How to determine well known fields from enriched data

Hey All,

We’re new to snowplow and are very excited to dig into this project! Over the course of week we have:

  • enabled a test website to fire off events with the javascript tracker
  • are running the scala stream collector within kubernetes and its publishing to a google cloud pub sub topic raw topic
  • are running the big query mutator within kubernetes in listen mode against the types subscription
  • the beam enrich dataflow is running in streaming mode and is processing the raw events and publishing on an enriched topic
  • the big query loader dataflow is running and processing the enriched events and inserting into bigquery

Great! We have our event data in big query with relatively little pain. We would like to contribute back how to configure this to run within kubernetes but thats a different post.

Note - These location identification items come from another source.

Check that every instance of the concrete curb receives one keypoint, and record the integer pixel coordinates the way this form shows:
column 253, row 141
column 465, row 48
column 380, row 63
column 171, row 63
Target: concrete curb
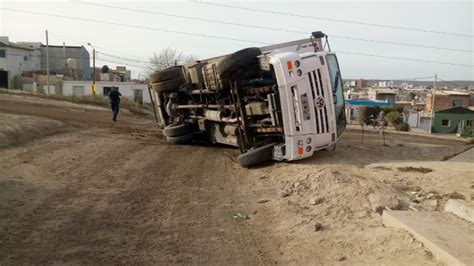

Our next step within our snowplow adopiton is to tap into the enriched events stream within our applications but I feel we are missing a core concept of the etl process in that how do we determine what the well known fields are of an event?

The current sdks (scala, python) just seem to have a hard coded list of events that are loaded from the order of the tab delimited enriched event?

Can anyone recommend how to inflate the enriched event back into a structured message or point us in the right direction of where to start?

Thanks all!

@Jesse_Redl, yes, the enriched data is in predefined TSV format and you can find the order of the properties in this code.

1 Like

The Scala, Python or NodeJS analytics SDKs would be the best place to start. These SDKs will take the TSV and hydrate with the field names, perform a small amount of “shredding” and then yield a JSON from each event that makes it much easier to work with downstream.



This is exactly what I was looking for in terms of the output of the enriched event.

1 Like

Welcome to the community @Jesse_Redl! Looking forward to seeing what you’re able to do with the platform and to your contributions.